Material and methods: The data on women having a hysterectomy due to PAS between 2013–2021 was collected retrospectively. Operation length, baby’s pre-delivery general anesthesia exposure time, transfusion rates, complication rates, postoperative admission to the intensive care unit (ICU), postoperative hospital stay, and neonatal outcomes were collected. In addition, the data investigated whether the operation was performed under emergent conditions and in the early (2013–2016) or late (2017–2021) years.

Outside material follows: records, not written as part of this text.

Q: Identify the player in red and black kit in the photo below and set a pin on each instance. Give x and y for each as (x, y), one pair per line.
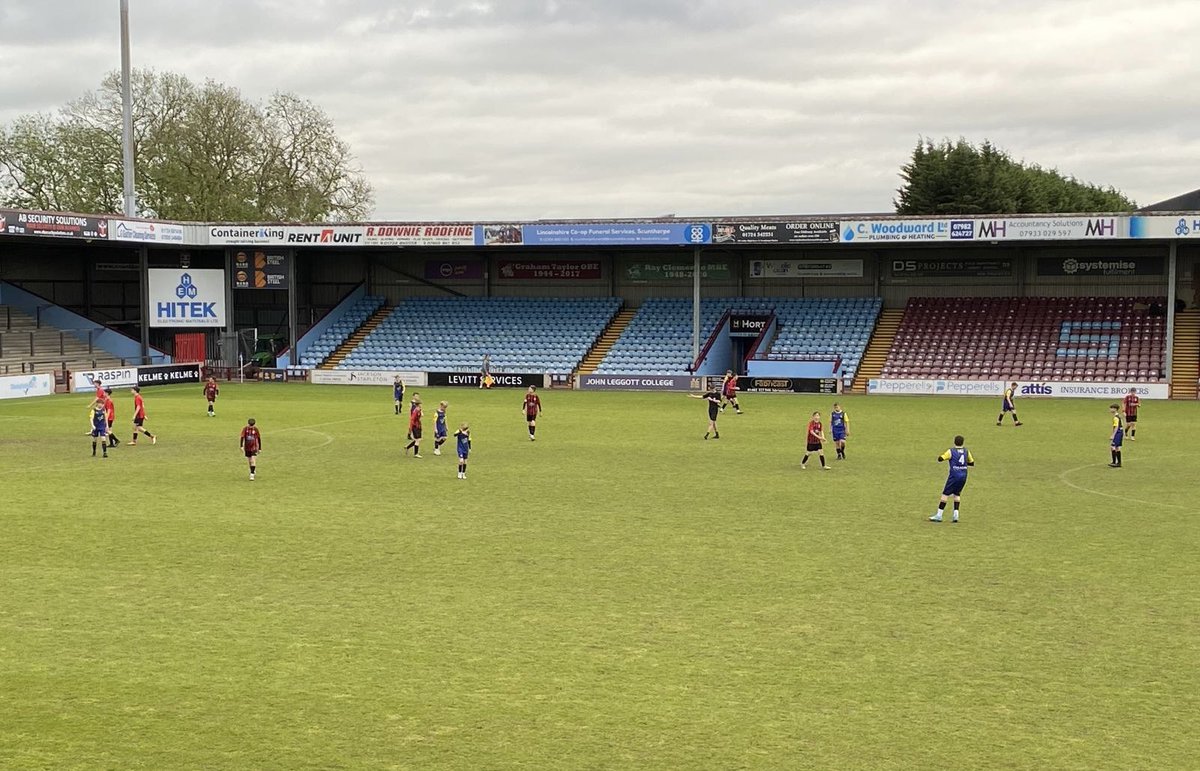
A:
(815, 441)
(111, 416)
(414, 426)
(252, 444)
(210, 393)
(1132, 401)
(139, 418)
(730, 390)
(532, 407)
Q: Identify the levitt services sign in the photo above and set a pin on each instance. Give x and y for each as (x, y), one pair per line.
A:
(186, 298)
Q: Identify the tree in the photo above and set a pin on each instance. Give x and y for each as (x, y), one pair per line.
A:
(203, 153)
(960, 179)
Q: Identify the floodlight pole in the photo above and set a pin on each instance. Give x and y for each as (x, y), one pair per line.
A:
(131, 203)
(1171, 293)
(695, 305)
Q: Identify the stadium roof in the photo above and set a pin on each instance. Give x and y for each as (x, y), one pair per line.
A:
(1187, 202)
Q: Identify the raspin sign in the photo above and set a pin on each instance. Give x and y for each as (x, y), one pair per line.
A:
(186, 298)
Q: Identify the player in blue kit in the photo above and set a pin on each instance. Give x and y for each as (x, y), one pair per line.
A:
(397, 393)
(1009, 405)
(439, 428)
(463, 436)
(839, 423)
(959, 459)
(99, 425)
(1117, 436)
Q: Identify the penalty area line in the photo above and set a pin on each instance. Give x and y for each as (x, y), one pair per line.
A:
(1067, 482)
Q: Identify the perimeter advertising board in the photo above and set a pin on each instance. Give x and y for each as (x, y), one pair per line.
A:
(419, 235)
(13, 222)
(640, 382)
(942, 268)
(168, 374)
(1173, 226)
(805, 268)
(552, 269)
(1138, 266)
(789, 384)
(799, 232)
(678, 270)
(114, 377)
(996, 388)
(598, 234)
(499, 380)
(364, 377)
(142, 231)
(24, 386)
(131, 376)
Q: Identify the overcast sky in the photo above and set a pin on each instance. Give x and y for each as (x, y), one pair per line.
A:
(493, 109)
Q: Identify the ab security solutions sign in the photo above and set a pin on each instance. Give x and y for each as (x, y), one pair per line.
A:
(186, 298)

Results: 161 patients met the inclusion criteria. The median gestational age at delivery was 34 weeks (27–39). The mean operation length was 150 minutes (75–420), and the anesthesia–to–delivery interval was 32 minutes (5–95). Twenty-three (14%) patients did not receive any blood product, 73 (45%) received less than three packs of erythrocyte, and only seven (4%) had a massive transfusion. Bladder injuries occurred in 24 (15%). Preoperative anemia, hypogastric artery ligation, transfusion, ICU admission, and maternal and neonatal complications were more frequent in emergent cases. Comparison between the early and late groups showed a decrease in the rate of anemia, maternal ICU admission, hypogastric artery ligation, and neonatal complications. In addition, infectious complications were relatively rare in all groups.

Conclusions: The Joel-Cohen incision and bladder dissection before the baby’s delivery reduce transfusion rates and avoid midline incision, which is prone to complications and unpleasant cosmetic appearance while performing a hysterectomy for PAS surgery.